I use quotation marks because while we know that while variations in genetic expression and differences in melanin count are real, the distinct categories of “White” and “Black” are not based on any kind of biological reality. “Blackness” and Whiteness” are social constructs that take physical differences and make political, spiritual, social, and economic meaning out of them.

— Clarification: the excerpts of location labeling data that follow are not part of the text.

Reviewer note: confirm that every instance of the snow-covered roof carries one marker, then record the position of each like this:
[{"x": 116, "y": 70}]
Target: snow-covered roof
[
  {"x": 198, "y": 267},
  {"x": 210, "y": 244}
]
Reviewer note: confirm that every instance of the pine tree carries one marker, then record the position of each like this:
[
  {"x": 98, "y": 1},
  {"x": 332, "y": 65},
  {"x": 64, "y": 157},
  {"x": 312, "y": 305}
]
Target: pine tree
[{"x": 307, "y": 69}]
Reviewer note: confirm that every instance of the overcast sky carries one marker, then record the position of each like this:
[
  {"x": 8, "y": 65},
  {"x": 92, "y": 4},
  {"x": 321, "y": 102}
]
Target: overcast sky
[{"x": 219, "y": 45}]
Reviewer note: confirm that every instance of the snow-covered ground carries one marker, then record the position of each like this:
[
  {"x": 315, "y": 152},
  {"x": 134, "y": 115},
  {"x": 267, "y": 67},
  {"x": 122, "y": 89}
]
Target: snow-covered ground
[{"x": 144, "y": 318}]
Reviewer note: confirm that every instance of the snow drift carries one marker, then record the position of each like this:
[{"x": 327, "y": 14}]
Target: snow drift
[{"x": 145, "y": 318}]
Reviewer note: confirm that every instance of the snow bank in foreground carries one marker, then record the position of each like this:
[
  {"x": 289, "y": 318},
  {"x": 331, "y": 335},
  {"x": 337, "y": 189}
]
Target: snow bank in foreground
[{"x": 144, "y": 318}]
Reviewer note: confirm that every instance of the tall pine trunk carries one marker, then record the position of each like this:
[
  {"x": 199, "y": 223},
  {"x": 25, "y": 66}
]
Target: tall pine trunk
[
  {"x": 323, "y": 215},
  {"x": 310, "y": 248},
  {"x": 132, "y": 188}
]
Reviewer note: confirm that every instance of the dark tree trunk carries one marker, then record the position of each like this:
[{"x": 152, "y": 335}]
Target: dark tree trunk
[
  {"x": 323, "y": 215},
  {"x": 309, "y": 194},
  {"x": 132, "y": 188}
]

While very few people today would outright claim or say that elements of these two theories are true out loud, these theories complicate and confuse all conversations and policies about race. In part because we have not been educated to articulate and understand this cultural and historical legacy. The wide-reaching sway and impact of these theories and how they warped our sight for generations have been felt but rendered invisible by silence.
If you have time, look up the Metropolitan Museum of Art’s past exhibit “Fictions of Emancipation”. The artistic rendering and image-making of the meanings the physician-scientists fabricated are recorded forever in these depictions of other people and cultures. The colonial reach of these “viral” images and sculptures shaped an entire societal opinion of unknown civilizations.
Moving forward will not come from destroying these images and scrubbing this embarrassing, biased record of pseudo-science in high-profile college records, but by naming the myths and tracking their impact.